Photographed recently by NASA’s Mars Reconnaissance Orbiter, this image depicts many shallow pits scattered around an area of thawing carbon dioxide ice, designated “Swiss cheese terrain,” according to Australian-based ScienceAlert.com.
“There is also a deeper, circular formation that penetrates through the ice and dust,” NASA says on its Mars orbiter update page. “This might be an impact crater or it could be a collapse pit.”

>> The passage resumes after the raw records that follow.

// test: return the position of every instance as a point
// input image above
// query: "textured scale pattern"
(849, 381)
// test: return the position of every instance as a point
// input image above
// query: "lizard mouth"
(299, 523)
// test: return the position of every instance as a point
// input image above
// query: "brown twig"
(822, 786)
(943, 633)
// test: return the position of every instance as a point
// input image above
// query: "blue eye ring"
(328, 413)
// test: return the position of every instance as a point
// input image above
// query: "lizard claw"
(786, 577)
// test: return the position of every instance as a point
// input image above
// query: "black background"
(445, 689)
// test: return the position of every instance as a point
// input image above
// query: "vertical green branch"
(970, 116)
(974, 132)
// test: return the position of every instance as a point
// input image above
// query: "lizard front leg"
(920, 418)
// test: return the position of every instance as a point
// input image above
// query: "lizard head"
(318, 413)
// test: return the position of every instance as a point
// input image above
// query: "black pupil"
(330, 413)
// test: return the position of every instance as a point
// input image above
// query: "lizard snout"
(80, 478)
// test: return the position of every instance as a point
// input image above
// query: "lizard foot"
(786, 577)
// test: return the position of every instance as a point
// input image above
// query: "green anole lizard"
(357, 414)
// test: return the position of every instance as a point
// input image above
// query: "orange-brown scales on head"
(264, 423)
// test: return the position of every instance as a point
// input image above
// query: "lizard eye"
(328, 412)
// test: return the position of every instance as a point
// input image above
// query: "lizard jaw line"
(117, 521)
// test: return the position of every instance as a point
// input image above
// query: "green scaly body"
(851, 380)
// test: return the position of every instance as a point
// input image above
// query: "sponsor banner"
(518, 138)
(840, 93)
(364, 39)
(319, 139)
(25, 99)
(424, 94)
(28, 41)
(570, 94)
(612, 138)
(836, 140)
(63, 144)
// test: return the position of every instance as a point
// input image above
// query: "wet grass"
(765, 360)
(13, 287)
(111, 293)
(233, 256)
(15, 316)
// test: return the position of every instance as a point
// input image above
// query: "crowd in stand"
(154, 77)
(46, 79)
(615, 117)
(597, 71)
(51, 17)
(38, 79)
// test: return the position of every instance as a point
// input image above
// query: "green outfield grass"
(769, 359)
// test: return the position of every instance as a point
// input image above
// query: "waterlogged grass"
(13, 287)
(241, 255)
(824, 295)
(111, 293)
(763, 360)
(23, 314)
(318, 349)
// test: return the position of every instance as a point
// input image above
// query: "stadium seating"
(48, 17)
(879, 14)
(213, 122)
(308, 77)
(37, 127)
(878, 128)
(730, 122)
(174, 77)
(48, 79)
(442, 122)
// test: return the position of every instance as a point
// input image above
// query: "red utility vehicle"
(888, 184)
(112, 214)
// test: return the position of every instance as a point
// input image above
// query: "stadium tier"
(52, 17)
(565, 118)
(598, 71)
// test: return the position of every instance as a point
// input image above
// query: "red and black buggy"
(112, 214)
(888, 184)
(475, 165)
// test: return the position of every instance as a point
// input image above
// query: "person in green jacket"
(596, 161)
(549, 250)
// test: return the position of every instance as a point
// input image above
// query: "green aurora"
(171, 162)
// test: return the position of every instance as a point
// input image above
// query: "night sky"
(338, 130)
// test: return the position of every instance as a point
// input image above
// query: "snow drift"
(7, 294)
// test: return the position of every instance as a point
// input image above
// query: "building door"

At this point, the space agency’s scientists don’t really know what created this Martian feature.
Holes on Mars are not uncommon.
“More than half a million meteorite impacts have left craters; collapsing lava tubes have created deep pits; ancient floods have gouged out giant chasms; and volcanic activity has melted ice to leave funnels,” reports ScienceAlert.
At an estimated approximately 500 feet across, this circular Martian feature is “a bit deeper than your average hole, leaving astronomers to try and figure out what made it,” the science news site adds.
Below is an extreme closeup of the feature in question ― whatever it is.
Clarification: Technically, frozen carbon dioxide does not “melt,” as previously stated in this article. Rather, it changes directly from a solid to a gas as it warms.